After the buyer has moved into their rent to own house, they can begin to pay their monthly rent to the seller. In the same way that the option premium is a layer of protection for the seller, there is also a small, non-refundable added figure that the buyer must pay alongside their monthly rent. However, if the buyer chooses to purchase the home at the end of their contract, these additional payments will also be subtracted from the final cost. This not only gives the seller some extra guaranteed money in case the buyer chooses not to purchase the home, but it also gives the buyer a much lower sum that they must produce at the end of the contract if they do want to go through with the purchase.

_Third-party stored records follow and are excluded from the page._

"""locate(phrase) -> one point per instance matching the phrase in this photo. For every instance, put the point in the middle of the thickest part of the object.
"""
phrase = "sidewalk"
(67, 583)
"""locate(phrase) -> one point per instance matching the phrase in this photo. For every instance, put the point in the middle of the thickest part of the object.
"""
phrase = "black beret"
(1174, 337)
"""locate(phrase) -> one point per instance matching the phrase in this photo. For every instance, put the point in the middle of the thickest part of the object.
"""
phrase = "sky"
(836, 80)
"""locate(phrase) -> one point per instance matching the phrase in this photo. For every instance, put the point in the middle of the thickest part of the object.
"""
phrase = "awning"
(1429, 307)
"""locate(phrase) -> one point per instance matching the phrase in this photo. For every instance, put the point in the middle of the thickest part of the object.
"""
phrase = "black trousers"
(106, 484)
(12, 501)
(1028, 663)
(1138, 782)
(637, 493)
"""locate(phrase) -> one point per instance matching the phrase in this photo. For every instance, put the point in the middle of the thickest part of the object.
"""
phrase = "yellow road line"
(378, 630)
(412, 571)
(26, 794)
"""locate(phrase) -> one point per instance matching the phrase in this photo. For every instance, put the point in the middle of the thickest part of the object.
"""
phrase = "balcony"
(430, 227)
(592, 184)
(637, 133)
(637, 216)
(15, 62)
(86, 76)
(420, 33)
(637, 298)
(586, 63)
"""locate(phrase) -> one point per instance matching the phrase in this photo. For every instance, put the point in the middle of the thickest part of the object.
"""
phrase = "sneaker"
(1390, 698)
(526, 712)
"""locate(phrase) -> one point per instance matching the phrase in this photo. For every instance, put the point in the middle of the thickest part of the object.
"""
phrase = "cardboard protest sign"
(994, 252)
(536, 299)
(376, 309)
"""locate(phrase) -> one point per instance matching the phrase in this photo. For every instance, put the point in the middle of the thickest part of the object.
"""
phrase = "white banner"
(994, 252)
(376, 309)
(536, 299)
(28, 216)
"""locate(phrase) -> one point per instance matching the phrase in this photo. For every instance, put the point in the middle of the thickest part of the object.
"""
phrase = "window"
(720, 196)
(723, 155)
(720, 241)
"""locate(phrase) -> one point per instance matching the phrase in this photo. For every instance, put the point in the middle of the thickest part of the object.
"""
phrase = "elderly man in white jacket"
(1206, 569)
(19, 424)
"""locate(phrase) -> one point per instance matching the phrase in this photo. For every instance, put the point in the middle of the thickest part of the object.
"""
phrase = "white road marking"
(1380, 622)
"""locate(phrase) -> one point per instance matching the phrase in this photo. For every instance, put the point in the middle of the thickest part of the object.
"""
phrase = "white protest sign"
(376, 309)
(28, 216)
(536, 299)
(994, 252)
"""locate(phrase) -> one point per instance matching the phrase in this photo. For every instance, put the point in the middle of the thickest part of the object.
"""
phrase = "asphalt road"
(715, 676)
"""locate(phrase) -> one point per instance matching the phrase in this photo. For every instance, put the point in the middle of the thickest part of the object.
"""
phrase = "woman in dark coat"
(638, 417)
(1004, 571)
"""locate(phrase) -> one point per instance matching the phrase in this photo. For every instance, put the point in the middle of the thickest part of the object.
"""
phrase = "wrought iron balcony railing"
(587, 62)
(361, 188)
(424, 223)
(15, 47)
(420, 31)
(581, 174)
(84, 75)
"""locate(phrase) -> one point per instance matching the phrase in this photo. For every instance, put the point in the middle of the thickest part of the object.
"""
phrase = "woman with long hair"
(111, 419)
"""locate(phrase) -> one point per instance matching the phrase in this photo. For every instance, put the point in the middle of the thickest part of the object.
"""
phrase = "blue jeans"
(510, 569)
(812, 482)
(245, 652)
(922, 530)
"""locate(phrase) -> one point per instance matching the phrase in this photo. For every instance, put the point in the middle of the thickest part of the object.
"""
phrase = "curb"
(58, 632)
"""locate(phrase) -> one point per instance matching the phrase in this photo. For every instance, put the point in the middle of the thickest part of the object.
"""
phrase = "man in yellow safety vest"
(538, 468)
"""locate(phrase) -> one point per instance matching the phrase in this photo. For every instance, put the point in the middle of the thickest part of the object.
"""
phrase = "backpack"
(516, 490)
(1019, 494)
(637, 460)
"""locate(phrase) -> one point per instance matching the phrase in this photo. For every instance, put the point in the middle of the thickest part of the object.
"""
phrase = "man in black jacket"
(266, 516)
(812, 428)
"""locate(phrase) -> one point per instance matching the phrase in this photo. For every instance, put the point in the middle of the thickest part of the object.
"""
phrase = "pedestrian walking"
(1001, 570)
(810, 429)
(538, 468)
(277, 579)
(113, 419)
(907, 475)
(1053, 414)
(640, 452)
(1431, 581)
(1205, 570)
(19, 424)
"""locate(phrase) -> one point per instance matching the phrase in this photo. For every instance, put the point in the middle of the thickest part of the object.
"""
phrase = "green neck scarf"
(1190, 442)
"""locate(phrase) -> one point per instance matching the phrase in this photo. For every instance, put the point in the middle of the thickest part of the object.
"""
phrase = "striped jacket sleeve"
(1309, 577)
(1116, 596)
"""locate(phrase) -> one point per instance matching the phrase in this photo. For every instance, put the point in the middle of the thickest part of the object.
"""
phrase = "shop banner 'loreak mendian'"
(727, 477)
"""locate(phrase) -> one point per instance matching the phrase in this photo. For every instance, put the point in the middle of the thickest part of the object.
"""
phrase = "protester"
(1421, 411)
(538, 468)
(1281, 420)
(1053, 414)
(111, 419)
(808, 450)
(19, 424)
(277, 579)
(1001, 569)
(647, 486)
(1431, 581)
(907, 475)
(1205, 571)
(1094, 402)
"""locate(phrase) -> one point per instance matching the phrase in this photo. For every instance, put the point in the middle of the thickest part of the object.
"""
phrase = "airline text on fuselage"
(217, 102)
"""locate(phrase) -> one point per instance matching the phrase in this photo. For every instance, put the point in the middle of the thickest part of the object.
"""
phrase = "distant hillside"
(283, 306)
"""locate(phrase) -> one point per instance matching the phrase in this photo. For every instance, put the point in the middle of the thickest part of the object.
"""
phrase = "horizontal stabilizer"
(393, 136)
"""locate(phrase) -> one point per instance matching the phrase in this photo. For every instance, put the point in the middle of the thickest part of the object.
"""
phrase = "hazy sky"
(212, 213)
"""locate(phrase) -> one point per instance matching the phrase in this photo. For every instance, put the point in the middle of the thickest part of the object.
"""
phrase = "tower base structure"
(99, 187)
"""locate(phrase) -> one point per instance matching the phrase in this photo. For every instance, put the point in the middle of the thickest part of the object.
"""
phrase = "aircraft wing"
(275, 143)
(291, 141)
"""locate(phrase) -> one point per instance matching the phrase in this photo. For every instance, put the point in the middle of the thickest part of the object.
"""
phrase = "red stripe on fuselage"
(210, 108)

Advantages of Buying & Selling with Rent to Own
Renting to own can be extremely beneficial for all parties involved, if the terms of the contract are followed through to the final purchase. For sellers, renting to own can allow you to set a higher selling price for the home than you might otherwise, due to the extra hassle of not immediately selling & the inherent risk of potentially not selling at all. For buyers, renting to own can give you much more flexibility than you might get otherwise. By living in the home for a while, you can learn whether or not the home is a right fit for you and your family. There can also be financial benefits with renting to own – if the housing market has an upswing while you are renting (thus increasing the value of your rental home), the seller cannot change the original asking price that was listed in the contract. This could allow you to get a much better deal than you may have ever anticipated. While renting to own has certain definitive pros and cons, it can be an excellent way to slowly and responsibly purchase a home for your family’s future.